Don’t Turn Your Excel Data Model into a Database
You might have read that measures used on an Excel dashboard absolutely should support the initial purpose of that dashboard. The same concept applies to the back-end data model. You should only import data that’s necessary to fulfill the purpose of your dashboard or report.
In an effort to have as much data as possible at their fingertips, many Excel users bring into their spreadsheets every piece of data they can get their hands on. You can spot these people by the 40-megabyte files they send through email. You’ve seen these spreadsheets — two tabs that contain some reporting or dashboard interface and then six hidden tabs that contain thousands of lines of data (most of which isn’t used). They essentially build a database in their spreadsheet.
What’s wrong with utilizing as much data as possible? Well, here are a few issues:
Aggregating data within Excel increases the number of formulas. If you’re bringing in all raw data, you have to aggregate that data in Excel. This inevitably causes you to exponentially increase the number of formulas you have to employ and maintain.
Remember that your data model is a vehicle for presenting analyses, not processing raw data. The data that works best in reporting mechanisms is what’s already been aggregated and summarized into useful views that can be navigated and fed to dashboard components. Importing data that’s already been aggregated as much as possible is far better.
For example, if you need to report on Revenue by Region and Month, there’s no need to import sales transactions into your data model. Instead, use an aggregated table consisting of Region, Month, and Sum of Revenue.
Your data model will be distributed with your dashboard. In other words, because your dashboard is fed by your data model, you need to maintain the model behind the scenes (likely in hidden tabs) when distributing the dashboard. Besides the fact that it causes the file size to be unwieldy, including too much data in your data model can actually degrade the performance of your dashboard. Why?
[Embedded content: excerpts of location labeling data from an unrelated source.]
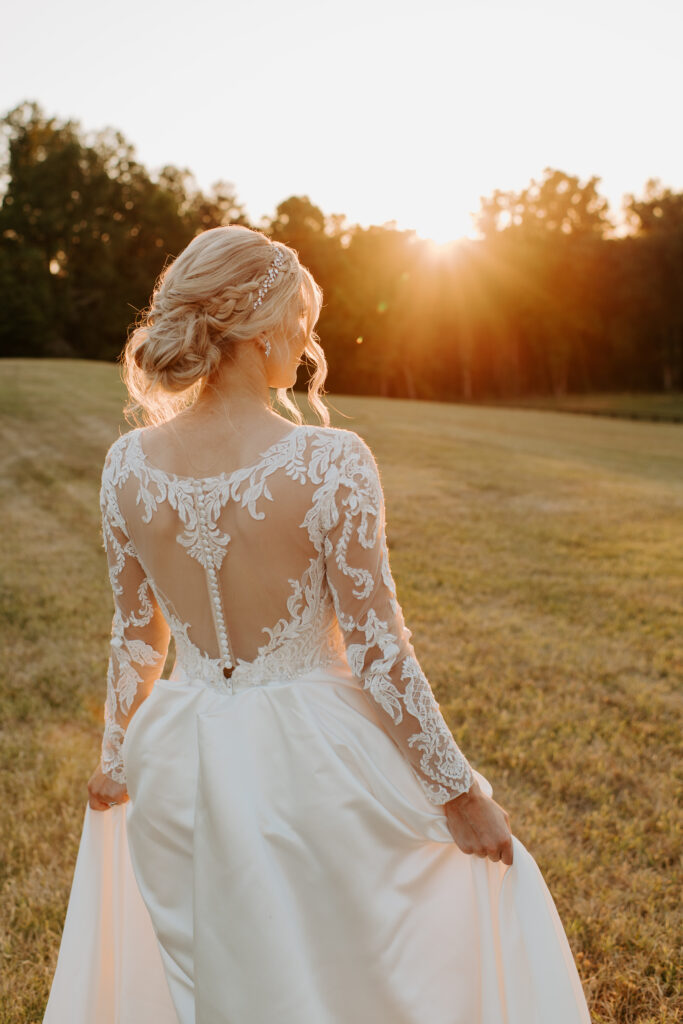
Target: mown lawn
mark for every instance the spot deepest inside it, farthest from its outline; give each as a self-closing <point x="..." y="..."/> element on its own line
<point x="540" y="563"/>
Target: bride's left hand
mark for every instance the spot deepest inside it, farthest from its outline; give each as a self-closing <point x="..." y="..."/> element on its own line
<point x="104" y="793"/>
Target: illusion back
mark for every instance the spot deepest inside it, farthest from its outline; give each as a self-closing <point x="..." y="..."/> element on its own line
<point x="264" y="572"/>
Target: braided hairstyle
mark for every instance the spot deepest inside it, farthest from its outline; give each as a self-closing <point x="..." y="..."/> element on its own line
<point x="203" y="306"/>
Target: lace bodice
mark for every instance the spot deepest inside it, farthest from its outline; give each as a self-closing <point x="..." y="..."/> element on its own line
<point x="264" y="572"/>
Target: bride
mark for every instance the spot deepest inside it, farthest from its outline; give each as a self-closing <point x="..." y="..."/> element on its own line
<point x="292" y="835"/>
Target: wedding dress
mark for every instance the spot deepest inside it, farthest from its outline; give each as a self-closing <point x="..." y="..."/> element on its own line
<point x="285" y="856"/>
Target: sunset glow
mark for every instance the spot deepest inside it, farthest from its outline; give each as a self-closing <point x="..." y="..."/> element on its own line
<point x="381" y="112"/>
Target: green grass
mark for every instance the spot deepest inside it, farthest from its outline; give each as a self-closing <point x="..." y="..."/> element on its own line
<point x="539" y="561"/>
<point x="632" y="406"/>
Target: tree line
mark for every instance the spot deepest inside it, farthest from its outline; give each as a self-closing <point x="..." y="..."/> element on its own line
<point x="549" y="299"/>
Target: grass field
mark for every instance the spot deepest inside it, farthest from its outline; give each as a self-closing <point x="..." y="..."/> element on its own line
<point x="632" y="406"/>
<point x="540" y="563"/>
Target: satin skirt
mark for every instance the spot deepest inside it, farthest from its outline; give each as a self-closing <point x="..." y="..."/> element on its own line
<point x="288" y="867"/>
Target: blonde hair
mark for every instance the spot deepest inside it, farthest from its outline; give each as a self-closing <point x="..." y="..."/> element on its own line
<point x="203" y="306"/>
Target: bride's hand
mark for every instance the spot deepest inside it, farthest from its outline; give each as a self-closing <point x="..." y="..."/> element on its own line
<point x="479" y="825"/>
<point x="104" y="793"/>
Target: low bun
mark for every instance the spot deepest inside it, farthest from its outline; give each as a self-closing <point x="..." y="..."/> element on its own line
<point x="221" y="290"/>
<point x="176" y="350"/>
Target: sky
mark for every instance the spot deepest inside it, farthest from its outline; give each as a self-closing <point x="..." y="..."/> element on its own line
<point x="382" y="111"/>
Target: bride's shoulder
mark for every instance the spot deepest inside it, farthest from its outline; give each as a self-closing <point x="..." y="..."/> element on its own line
<point x="117" y="452"/>
<point x="340" y="439"/>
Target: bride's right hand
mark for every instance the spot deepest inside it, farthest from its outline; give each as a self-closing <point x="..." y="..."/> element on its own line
<point x="479" y="825"/>
<point x="103" y="793"/>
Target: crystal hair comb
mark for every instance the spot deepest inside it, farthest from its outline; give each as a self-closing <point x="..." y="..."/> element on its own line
<point x="278" y="263"/>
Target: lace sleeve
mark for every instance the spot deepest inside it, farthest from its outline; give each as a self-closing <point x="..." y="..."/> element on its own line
<point x="377" y="640"/>
<point x="139" y="633"/>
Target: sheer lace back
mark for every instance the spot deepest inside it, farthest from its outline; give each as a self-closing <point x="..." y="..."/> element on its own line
<point x="264" y="572"/>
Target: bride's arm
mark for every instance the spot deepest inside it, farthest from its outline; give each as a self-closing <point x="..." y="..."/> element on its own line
<point x="377" y="640"/>
<point x="138" y="646"/>
<point x="380" y="654"/>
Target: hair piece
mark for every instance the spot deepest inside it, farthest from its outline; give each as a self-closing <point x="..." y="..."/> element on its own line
<point x="204" y="303"/>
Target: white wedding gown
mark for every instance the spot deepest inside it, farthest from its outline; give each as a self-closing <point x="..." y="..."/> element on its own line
<point x="285" y="856"/>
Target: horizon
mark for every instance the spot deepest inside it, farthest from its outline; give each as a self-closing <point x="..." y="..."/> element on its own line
<point x="390" y="117"/>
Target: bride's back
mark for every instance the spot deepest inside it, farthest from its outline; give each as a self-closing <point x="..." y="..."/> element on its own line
<point x="237" y="559"/>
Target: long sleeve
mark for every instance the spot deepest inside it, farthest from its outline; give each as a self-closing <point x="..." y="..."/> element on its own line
<point x="139" y="633"/>
<point x="377" y="640"/>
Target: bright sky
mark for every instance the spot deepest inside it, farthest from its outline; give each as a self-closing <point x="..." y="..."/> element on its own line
<point x="380" y="110"/>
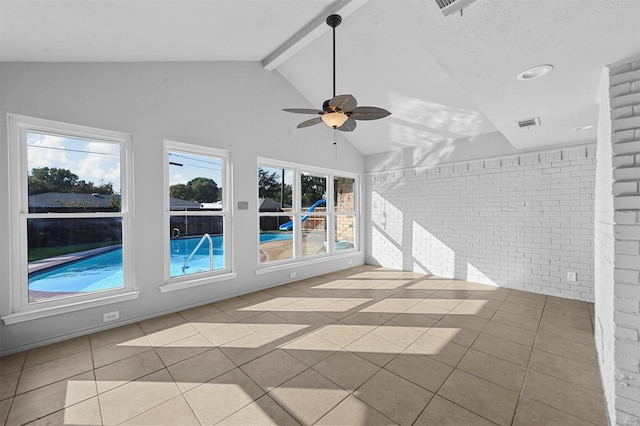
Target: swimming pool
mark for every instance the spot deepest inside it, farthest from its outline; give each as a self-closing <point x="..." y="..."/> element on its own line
<point x="104" y="271"/>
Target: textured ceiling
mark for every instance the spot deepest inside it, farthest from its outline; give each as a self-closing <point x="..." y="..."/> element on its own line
<point x="442" y="78"/>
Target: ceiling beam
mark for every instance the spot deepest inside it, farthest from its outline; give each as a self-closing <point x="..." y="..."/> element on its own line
<point x="305" y="36"/>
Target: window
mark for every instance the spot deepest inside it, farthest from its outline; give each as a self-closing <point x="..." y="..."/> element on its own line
<point x="197" y="216"/>
<point x="71" y="206"/>
<point x="304" y="213"/>
<point x="345" y="218"/>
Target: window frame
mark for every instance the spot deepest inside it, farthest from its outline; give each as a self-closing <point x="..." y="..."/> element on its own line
<point x="209" y="277"/>
<point x="298" y="212"/>
<point x="20" y="307"/>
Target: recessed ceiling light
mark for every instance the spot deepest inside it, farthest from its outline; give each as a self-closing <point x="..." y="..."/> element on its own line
<point x="587" y="127"/>
<point x="535" y="72"/>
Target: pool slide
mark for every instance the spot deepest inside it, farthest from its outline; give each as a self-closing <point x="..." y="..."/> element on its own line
<point x="289" y="225"/>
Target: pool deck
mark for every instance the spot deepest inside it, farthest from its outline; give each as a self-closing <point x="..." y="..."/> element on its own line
<point x="52" y="262"/>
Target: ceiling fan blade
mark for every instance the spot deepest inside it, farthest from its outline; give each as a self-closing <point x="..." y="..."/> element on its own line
<point x="304" y="111"/>
<point x="343" y="103"/>
<point x="311" y="122"/>
<point x="348" y="126"/>
<point x="369" y="113"/>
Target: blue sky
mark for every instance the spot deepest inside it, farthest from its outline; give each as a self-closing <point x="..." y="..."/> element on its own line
<point x="92" y="161"/>
<point x="185" y="167"/>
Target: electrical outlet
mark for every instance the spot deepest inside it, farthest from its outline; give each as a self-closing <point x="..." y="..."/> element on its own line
<point x="111" y="316"/>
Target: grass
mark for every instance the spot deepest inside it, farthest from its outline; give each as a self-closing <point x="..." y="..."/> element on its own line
<point x="39" y="253"/>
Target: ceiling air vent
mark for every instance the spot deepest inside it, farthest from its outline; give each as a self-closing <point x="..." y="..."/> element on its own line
<point x="447" y="7"/>
<point x="529" y="122"/>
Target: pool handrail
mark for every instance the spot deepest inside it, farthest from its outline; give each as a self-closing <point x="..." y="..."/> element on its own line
<point x="207" y="236"/>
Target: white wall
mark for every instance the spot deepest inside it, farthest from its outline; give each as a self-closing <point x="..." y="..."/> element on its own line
<point x="604" y="253"/>
<point x="520" y="221"/>
<point x="619" y="308"/>
<point x="233" y="106"/>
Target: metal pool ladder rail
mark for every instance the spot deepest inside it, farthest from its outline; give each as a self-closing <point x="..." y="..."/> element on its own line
<point x="208" y="237"/>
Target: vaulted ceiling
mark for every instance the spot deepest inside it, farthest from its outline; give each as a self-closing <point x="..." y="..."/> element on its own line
<point x="443" y="78"/>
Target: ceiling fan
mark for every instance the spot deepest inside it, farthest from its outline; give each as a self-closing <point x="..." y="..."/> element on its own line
<point x="339" y="112"/>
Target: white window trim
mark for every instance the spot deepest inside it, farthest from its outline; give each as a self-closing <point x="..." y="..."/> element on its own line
<point x="194" y="280"/>
<point x="20" y="309"/>
<point x="297" y="213"/>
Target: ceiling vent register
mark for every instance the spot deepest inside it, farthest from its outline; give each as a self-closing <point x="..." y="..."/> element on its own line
<point x="529" y="122"/>
<point x="448" y="7"/>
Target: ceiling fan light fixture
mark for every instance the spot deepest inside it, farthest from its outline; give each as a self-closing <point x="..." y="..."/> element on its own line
<point x="535" y="72"/>
<point x="334" y="119"/>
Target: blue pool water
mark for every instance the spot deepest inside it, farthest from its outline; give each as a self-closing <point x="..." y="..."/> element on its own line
<point x="104" y="271"/>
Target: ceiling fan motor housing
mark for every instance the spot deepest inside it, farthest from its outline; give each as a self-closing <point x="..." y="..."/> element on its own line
<point x="334" y="20"/>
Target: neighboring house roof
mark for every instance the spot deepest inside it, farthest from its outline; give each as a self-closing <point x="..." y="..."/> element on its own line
<point x="178" y="203"/>
<point x="268" y="205"/>
<point x="70" y="200"/>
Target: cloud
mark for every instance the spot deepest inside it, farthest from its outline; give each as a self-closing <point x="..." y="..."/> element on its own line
<point x="47" y="151"/>
<point x="177" y="178"/>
When you open an Excel file, the entire file is loaded into memory to ensure quick data processing and access. The drawback to this behavior is that Excel requires a great deal of RAM to process even the smallest change in your spreadsheet. You may have noticed that when you try to perform an action on a large, formula-intensive dataset, Excel is slow to respond, giving you a Calculating indicator on the status bar. The larger your dataset is, the less efficient the data crunching in Excel is.
Large datasets can cause difficulty in scalability. Imagine that you’re working in a small company and you’re using monthly transactions in your data model. Each month holds 80,000 lines of data. As time goes on, you build a robust process complete with all the formulas, pivot tables, and macros you need to analyze the data that’s stored on your neatly maintained tab.
Now what happens after one year? Do you start a new tab? How do you analyze two datasets on two different tabs as one entity? Are your formulas still good? Do you have to write new macros?
These are all issues that can be avoided by importing only aggregated and summarized data that’s useful to the core purpose of your reporting needs.